Transcriptional and genetic sex differences for schizophrenia across the dorsolateral prefrontal cortex, hippocampus, and caudate nucleus

  • Kynon J Benjamin (Contributor)
  • Ria Arora (Contributor)
  • Joshua M. Stolz (Contributor)
  • Leonardo Collado-Torres (Contributor)
  • Thomas M. Hyde (Contributor)
  • Joel E. Kleinman (Contributor)
  • Daniel Weinberger (Contributor)
  • ApuĆ£ C.M. Paquola (Contributor)
  • Jennifer A. Erwin (Contributor)

Dataset

Description

This is supplementary data for the manuscript, "Transcriptional and genetic sex differences for schizophrenia across the dorsolateral prefrontal cortex, hippocampus, and caudate nucleus". Abstract: Schizophrenia is a complex neuropsychiatric disorder with sexually dimorphic features, including differential symptomatology, drug responsiveness, and male incidence rate.

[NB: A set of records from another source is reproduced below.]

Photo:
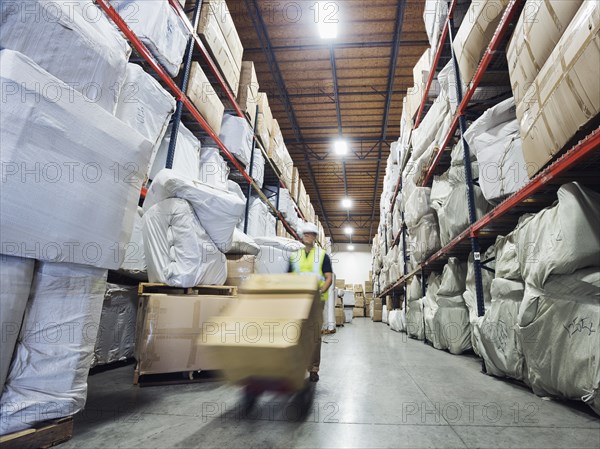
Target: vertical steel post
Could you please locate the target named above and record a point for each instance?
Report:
(468, 178)
(187, 65)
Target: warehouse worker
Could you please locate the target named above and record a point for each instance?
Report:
(313, 260)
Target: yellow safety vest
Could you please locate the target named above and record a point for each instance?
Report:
(311, 263)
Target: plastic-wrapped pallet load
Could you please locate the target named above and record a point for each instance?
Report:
(179, 252)
(475, 33)
(186, 160)
(499, 342)
(158, 27)
(558, 326)
(134, 262)
(237, 136)
(217, 210)
(64, 150)
(48, 374)
(16, 276)
(536, 34)
(561, 239)
(214, 171)
(496, 140)
(75, 44)
(145, 105)
(414, 309)
(565, 95)
(116, 333)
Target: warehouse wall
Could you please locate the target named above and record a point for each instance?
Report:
(352, 266)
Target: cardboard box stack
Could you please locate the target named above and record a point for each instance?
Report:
(270, 332)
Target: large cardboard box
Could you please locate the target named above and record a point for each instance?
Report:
(565, 95)
(536, 34)
(339, 316)
(170, 329)
(239, 268)
(475, 34)
(271, 332)
(248, 93)
(205, 98)
(358, 312)
(212, 36)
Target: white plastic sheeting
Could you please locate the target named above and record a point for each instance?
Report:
(563, 238)
(134, 262)
(496, 140)
(116, 333)
(158, 27)
(214, 171)
(64, 150)
(499, 341)
(78, 46)
(179, 251)
(145, 105)
(237, 136)
(48, 374)
(218, 210)
(16, 277)
(559, 333)
(186, 160)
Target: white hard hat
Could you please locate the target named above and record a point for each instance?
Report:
(310, 227)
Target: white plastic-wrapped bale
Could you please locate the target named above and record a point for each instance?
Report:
(496, 140)
(77, 45)
(237, 136)
(16, 276)
(64, 150)
(558, 325)
(145, 105)
(116, 333)
(561, 239)
(158, 27)
(217, 210)
(186, 159)
(499, 342)
(179, 252)
(48, 374)
(214, 171)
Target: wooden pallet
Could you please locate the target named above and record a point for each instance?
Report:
(145, 288)
(178, 378)
(45, 435)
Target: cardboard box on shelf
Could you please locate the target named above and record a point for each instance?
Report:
(239, 268)
(248, 92)
(271, 332)
(358, 312)
(212, 36)
(205, 98)
(170, 330)
(565, 95)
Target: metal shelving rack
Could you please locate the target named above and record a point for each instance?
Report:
(581, 161)
(185, 109)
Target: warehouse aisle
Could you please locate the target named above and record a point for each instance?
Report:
(377, 389)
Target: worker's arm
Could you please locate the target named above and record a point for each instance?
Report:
(328, 281)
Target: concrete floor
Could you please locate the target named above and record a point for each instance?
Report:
(378, 389)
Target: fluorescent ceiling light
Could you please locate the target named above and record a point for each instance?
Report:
(341, 146)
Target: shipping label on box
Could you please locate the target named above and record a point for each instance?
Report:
(170, 331)
(205, 98)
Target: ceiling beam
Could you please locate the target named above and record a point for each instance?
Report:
(388, 101)
(265, 42)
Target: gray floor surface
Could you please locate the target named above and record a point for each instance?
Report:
(378, 389)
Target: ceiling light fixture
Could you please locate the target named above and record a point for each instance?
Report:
(347, 203)
(340, 147)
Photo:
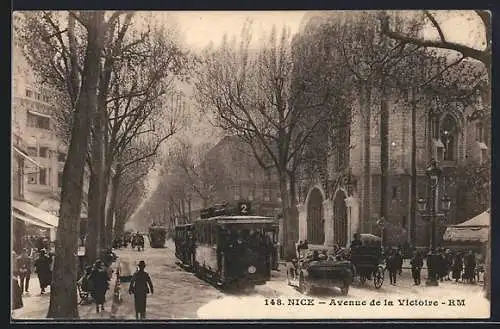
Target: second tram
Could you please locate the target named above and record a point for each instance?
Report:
(157, 235)
(228, 245)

To date, only the prefrontal cortex has been examined in large-scale transcriptome analyses for sex differences in schizophrenia. Here, we examined the BrainSeq Consortium RNA-sequencing and genotypes for the caudate nucleus (n=399), dorsolateral prefrontal cortex (DLPFC; n=377), and hippocampus (n=394) to characterize sex differences in schizophrenia; we do this by identifying genomic features (genes, transcripts, exons, and exon-exon junctions) associated with sex, sex-specific expression in schizophrenia, and sex-interacting expression quantitative trait loci (si-eQTL) associated with schizophrenia risk. We found 878 unique genes with sex differences across brain regions, including ANK3, which shows male-biased expression in the caudate nucleus. X-chromosome dosage was significantly decreased in the hippocampus of male and female schizophrenic individuals. Our sex interaction model revealed 15 novel junctions dysregulated for schizophrenia in a sex-specific manner. Sex-specific schizophrenia analysis identified dozens of expressed, sex-specific features with enrichment in the transcriptional response of cellular stress. Finally, our si-eQTL analysis revealed 974 unique genes, 14 of which are associated with schizophrenia risk. Overall, our results increased the number of annotated sex-biased features, identified sex-specific schizophrenia genes, and provided the first annotation of si-eQTL in the human DLPFC and hippocampus. Altogether, these results point to the importance of sex-informed analysis of sexually dimorphic traits and inform personalized therapeutic strategies in schizophrenia.